S.Ç: Bence tüketim çılgınlığı müziği de, sanatı da vurdu. O yüzden üretim çok artsa da vasatı aşmadı çıkan ürünler. Teknoloji de buna etki etti. Büyük stüdyolardan küçük ev stüdyolarına döndüğü için herkes evinde daha sık üretti ancak ürettiği şeyin bence kalitesi…
S.Ö: Müzik hiçbir zaman gerilemiyor. Son dönemde yapılan müziği insanların, yani bizim yaşımızdakiler veya bizim jenerasyonumuz beğenmese de gençler bu müzik dünyasını ayakta tutan kitle ve gençlerin beğendiği müzik de sürekli gelişiyor. O nedenle ben şikâyetçi değilim. Sadece müziğin biraz fazla internetten indirilen kalıplarla yapılmasını eleştiriyorum. Onun dışında müziğin geliştiğini, çok yetenekli genç müzisyenlerin olduğunu düşünüyorum. Artık gençler birden fazla enstrüman çalıyor, çok ilgili ve bilgililer. Sadece çok fazlalar, yani insanların ihtiyacından daha fazla müzik üretiliyor o yüzden de herkes gün yüzüne çıkamıyor. Öyle bir zorluk var.

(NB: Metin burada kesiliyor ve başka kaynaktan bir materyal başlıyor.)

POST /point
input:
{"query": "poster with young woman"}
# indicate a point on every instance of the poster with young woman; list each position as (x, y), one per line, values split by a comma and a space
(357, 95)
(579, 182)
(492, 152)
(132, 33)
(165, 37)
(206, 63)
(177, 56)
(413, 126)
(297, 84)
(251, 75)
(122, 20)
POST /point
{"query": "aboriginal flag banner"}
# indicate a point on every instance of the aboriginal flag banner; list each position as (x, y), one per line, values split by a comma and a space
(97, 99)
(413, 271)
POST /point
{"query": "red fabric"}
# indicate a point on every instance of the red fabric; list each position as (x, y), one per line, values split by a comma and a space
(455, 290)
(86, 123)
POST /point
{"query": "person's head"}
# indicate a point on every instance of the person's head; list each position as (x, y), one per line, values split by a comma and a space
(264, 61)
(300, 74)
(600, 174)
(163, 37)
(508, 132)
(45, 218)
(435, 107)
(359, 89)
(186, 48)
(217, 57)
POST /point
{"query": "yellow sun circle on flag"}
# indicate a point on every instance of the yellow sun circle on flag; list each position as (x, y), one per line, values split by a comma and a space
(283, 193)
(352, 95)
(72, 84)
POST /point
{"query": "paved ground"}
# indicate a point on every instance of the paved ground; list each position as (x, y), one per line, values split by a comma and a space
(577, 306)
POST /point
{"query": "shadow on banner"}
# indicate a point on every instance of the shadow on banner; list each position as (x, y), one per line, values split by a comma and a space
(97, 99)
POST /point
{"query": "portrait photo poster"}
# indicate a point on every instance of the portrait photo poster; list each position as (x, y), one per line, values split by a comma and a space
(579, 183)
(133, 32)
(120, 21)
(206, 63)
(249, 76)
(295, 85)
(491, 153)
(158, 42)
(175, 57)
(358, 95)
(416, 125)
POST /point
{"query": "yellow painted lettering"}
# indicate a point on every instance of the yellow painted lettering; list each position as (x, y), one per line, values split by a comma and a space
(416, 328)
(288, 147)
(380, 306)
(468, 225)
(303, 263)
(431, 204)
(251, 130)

M.Ş.Ş: Müzik dünyasının hareketli olması önemli. Bizden sonraki nesillerin aktif bir şekilde müzik yapıyor, üretiyor olması önemli. Tabii, hikâye sosyal medyanın üzerinden dönüyor. İnsanlar artık birbirine çok daha rahat bir şekilde erişebiliyor. O yüzden sanatçıların da kendi eserlerini yayması açısından önemli bir dönem.
Müzik yapmak kolaylaştı işin ortalaması vasatlaştı
İnternetin ve sosyal medyanın müzik dünyasına etkisi ne oldu?

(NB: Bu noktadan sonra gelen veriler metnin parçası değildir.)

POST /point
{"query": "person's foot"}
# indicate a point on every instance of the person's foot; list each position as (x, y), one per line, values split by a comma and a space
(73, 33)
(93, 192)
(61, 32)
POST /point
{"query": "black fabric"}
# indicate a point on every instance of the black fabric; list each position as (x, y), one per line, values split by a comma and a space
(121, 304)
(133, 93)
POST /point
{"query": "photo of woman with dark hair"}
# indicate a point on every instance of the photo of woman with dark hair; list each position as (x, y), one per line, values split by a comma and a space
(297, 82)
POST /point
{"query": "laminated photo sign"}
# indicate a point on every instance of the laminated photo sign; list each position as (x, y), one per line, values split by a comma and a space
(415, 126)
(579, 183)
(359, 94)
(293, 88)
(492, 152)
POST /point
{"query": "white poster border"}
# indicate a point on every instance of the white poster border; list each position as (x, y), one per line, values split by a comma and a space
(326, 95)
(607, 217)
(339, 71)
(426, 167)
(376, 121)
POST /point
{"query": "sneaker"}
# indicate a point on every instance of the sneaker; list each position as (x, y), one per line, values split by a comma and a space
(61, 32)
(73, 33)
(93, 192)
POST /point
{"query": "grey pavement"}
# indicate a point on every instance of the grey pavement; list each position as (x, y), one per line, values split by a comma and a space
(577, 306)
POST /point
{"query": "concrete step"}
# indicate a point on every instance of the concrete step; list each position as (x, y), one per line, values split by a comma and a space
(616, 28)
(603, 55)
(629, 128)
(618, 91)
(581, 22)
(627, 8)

K.C: Çorba yaptı işte. Karıştırdı biraz, daha hızlandı, tüketim arttı. Çok fazla şarkı çıkmaya başladı ve işin ortalaması biraz vasatlaştı. Ama hâlâ çok iyi işler çıkıyor.
B.K: Bence o büyüyü biraz bozdu. Herkes ünlü oldu veya onun peşinde. Dolayısıyla bu işi yapan ben kendi adıma daha rahat ettim en azından.

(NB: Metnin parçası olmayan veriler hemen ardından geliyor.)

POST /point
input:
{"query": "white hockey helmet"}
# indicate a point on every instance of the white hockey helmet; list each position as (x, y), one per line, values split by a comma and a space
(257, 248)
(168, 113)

S.Ö: Çok oldu. Sosyal medya fenomenleri, tabii müzik yapmak da kolaylaşınca ki bu kötü bir şey değil. Herkes müzik yapmaya başladı. Burada kim daha fazla ünlüyse kim daha fazla insan kitlesine sahipse yapımcılar da onunla çalışmak istiyor. Ticari müziğin amacı çok fazla insana ulaşmak. Tabii bu durum sosyal medyası zayıf olan müzisyenleri bu rekabette geriye düşürüyor. Böyle baktığımızda da sosyal medyanın büyük etkisi var.
M.Ş.Ş: Bence sanatçıların işini bir açıdan çok kolaylaştırdı. Müzisyenler evlerinde çok daha rahat bir şekilde kayıt yapabildiklerinde aslında bir yandan da bağımsızlaşmış oldu. Yapımcıları bir şekilde aradan çıkardı bu durum. Çünkü yapımcılar şimdiye göre daha keskin köşeler belirliyordu sanatçılar için, bu onların elini zorluyordu. Teknolojinin ve iletişimin artması bana sorarsanız sanatçının başkalarına ulaşma imkânını çok yukarı çıkardı ve bağımsızlaşmak çok daha iyi oldu diyebilirim.